Il post di ieri sul Libraccio ha suscitato diverse reazioni interessanti, quindi riprendo l’argomento. Come premessa, però, ci tengo a sottolineare che il mio non era un post contro il Salone del Libro, che è stata ed è una parte palpitante della mia esistenza (al massimo, ma ne scrivo domani sull’Espresso, posso avere una perplessità sul titolo 2025, ma non per colpa del Salone medesimo, bensì del mondo), e a cui augurerò sempre e sempre e sempre vita lunga e felice.
Dunque, la questione sollevata dai 126 editori che hanno inviato la lettera al Salone (lo stand del Libraccio al Padiglione 1 sottrae possibilità di acquisto a chi è presente al Lingotto) non è piaciuto a lettori e lettrici, almeno in molta parte. Il motivo è semplice: chi legge ha meno soldi di prima (molto, molto meno) e vuole avere la possibilità di comprare libri a prezzo più basso.
Di contro, un editore piccolo e medio spende già parecchio per essere al Salone e non è possibile vendere a prezzo ridotto. Come ha scritto ieri Daniela Di Sora di Voland su Facebook:
“il discorso non è semplice: c’è una legge che proibisce di fare sconti, e fu voluta anni fa da editori e librai proprio per proteggere le librerie, soprattutto le librerie indipendenti. Per cercare di impedire che i grandi gruppi, che possiedono case editrici e catene di librerie, fossero del tutto padrone del mercato. Poi c’è il fatto che gli editori pagano gli stand, e pagano le persone allo stand, e se non sono di Torino pagano alberghi e treni per soggiornare durante il periodo della fiera. Questo ovviamente oltre al costo della produzione del libro, che comprende i diritti di acquisizione del testo, la traduzione eventuale, il tipografo e il personale della redazione. Oltre al magazzino…A me fa un po’ impressione vedere che molti immaginano gli editori come ricconi sfondati che si divertono a mettere prezzi a caso, e non vogliono favorire il lettore. La maggior parte di noi questo lavoro lo fa per passione. E spesso alla fine del mese con disperazione…”
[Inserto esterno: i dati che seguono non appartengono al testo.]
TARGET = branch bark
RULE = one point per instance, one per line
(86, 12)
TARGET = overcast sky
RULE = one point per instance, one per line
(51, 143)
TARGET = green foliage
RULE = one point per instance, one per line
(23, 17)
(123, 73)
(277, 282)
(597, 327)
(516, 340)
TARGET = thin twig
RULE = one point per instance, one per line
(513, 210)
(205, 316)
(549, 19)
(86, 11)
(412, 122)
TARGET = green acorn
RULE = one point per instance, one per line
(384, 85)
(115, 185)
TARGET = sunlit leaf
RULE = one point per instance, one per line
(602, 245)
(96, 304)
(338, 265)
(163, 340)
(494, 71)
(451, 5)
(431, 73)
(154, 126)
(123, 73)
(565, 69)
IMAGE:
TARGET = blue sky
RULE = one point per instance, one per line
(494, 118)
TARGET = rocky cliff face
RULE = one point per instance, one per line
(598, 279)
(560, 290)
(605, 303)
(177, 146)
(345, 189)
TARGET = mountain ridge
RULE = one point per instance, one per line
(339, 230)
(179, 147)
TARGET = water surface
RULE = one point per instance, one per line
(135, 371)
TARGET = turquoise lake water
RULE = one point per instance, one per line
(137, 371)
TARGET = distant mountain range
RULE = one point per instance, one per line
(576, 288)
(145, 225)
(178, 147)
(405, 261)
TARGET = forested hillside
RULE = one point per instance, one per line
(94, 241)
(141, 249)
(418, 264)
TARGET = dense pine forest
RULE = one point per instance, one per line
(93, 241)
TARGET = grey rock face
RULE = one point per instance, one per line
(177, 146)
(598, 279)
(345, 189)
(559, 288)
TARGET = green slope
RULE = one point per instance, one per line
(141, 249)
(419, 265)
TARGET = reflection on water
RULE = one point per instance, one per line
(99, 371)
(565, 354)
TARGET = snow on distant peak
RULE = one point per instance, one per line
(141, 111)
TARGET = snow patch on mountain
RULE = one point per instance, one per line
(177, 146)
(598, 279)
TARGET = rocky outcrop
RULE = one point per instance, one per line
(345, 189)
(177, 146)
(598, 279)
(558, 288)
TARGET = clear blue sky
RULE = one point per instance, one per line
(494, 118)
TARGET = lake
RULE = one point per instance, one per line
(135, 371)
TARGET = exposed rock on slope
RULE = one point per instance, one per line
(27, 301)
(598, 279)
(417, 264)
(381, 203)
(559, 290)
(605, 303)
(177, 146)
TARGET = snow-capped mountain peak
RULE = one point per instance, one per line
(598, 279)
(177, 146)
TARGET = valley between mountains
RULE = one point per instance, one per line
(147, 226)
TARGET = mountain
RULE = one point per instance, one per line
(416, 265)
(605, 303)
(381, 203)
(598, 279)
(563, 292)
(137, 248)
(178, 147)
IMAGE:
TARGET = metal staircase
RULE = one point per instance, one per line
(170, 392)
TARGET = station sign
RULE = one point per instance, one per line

Anche il lettore, però, spende per entrare al Salone: 22 euro se fa il biglietto sul posto, 15 se lo fa online, più i vari sconti disponibili sul sito. Ma spende. Quindi è penalizzato: inoltre, mi hanno scritto, nulla vieta di acquistare un libro usato nello stand del Libraccio e una novità allo stand dell’editore. Vero. Inoltre, scopro, al Salone, dopo una trattativa e un accordo, allo stand del Libraccio non possono essere messi in vendita libri usciti negli ultimi due anni, e questo minimamente dovrebbe preservare.
Dunque ci sono tre esigenze da conciliare: quella di chi legge, che non ha più molti soldi a disposizione, quella di chi pubblica, che ne ha ugualmente pochi (sto parlando di editori piccoli e medi, lo ricordo) e quella di chi organizza fiere e manifestazioni legate al libro. Con la vecchia questione: si vendono meno libri perché i soldi sono pochi e i libri troppi.
E visto che mentre sto scrivendo si attende l’intervento inaugurale del ministro della cultura Giuli, una domandina me la farei: oltre a dichiarare qua e là e inaugurare qua e là, cosa sta facendo il ministro medesimo per i libri, il cinema, il teatro e tutto quello che, insomma, si chiama cultura?